ですが、ライズさんは今度は"人として評価されているのは嬉しいし、【夜明けの月】に居場所ができて嬉しい。でもそれはそれとして別に俺が凄い訳じゃない"みたいな感じで……ライズさん本人の事はまだ低く見積もっています。人間間としての自己は赦したけど、組織内としての自分は赦さない。そんな感じです。

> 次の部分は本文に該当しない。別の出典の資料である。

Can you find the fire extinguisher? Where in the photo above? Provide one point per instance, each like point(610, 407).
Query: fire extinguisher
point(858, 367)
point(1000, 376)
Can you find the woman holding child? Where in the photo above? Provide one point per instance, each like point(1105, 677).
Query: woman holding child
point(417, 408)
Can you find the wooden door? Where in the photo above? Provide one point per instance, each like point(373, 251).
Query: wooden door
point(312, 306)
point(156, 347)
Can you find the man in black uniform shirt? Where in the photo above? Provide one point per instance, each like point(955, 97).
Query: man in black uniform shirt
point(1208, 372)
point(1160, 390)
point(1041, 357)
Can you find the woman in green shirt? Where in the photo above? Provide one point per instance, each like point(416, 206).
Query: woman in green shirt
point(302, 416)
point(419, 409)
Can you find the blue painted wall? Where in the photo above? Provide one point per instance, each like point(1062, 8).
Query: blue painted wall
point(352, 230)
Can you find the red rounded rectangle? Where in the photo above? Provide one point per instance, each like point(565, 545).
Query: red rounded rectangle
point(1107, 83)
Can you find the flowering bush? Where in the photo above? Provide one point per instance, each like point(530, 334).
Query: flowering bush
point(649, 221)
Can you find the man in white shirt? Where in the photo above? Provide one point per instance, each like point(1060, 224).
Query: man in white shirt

「正直な話、【夜明けの月】はライズ抜きじゃ成立しないわ。冗談抜きに」


「answer:yes:個人的な話を抜きにしても──レベルアップやスキルアップの方針/デスマーチの考案、それに伴うクエスト受注の最適化、各拠点階層や攻略階層での知人との人脈、金銭面援助、アイテム武器防具etc.……」


「とりわけ資金なのです。【夜明けの月】はライズさんの財布以外、財源がないのです。全ギルドで一番お金持ちなのに、ライズさんが抜けた瞬間ぶっちぎり貧乏ギルドなのです」


たしかに。


「金は……うん。そりゃあ重要な一因だぜ。【夜明けの月】の強みって殆ど財力とライズの持つ情報だからな。何を思って自分の事を下げてんだあいつ。馬鹿か?」


「馬鹿なのよ。だから殴らないと治らないの。つまり……やるわよ、サプライズプレゼント!」


異論無し。ここにいる全員が、本心からライズさんには幸せになってほしいと思っています。ここにいて心地いいと感じるほどに。

しかしそうなると困る事がありますね。